La Commission européenne l’avait pourtant bien compris dès 2002 à travers une communication qui fut suivie, en 2006, de deux propositions: une stratégie thématique de protection des sols au niveau européen, assortie d’une directive-cadre qui obligerait les Etats membres à établir des mesures de protection. Hélas, en 2014, après d’infructueuses négociations et malgré la faveur du Parlement européen, la proposition est abandonnée par manque de soutien des grands pays. Néanmoins, une prise de conscience a eu lieu et a permis des avancées intéressantes dans d’autres politiques européennes comme la recherche ou la PAC. Pour celle-ci, le « verdissement » des aides directes introduit par la réforme de 2013 a introduit des mesures favorables à la protection des sols comme le maintien des prairies permanentes et de surfaces d’intérêt écologique, ainsi que la diversification des cultures. Cela reste insuffisant eu égard aux enjeux: il manque au cadre règlementaire européen en matière de protection des ressources naturelles une loi pour la protection des sols et la valorisation de leur fertilité, au même titre que les directives sur l’eau, les habitats ou les déchets, qui aurait de surcroît le mérite de l’exemplarité en plaçant l’Europe en tête du développement soutenable pour l’ODD numéro deux (« Éliminer la faim, assurer la sécurité alimentaire, améliorer la nutrition et promouvoir l’agriculture durable« ).

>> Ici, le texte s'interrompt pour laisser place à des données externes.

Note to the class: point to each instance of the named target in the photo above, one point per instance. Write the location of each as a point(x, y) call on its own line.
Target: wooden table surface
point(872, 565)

Ainsi, le défi de la sécurité alimentaire mondiale exigera d’aller plus loin. Dans les pays développés, les rendements de l’agriculture intensive n’augmentant plus, protéger les ressources naturelles – dont les sols – deviendra la priorité. Dans les pays en développement, ce sera d’augmenter la productivité à l’hectare sans altérer la fertilité des sols, généralement plus fragiles. Toutes les agricultures devront se transformer, afin de cultiver partout les sols en les protégeant et de pratiquer des méthodes de production agricole plus écologiques, sans s’interdire aucun des apports de la science et de la recherche agronomique. In fine, toute politique de développement devrait commencer par la protection des sols et opter fermement pour l’agro-écologie.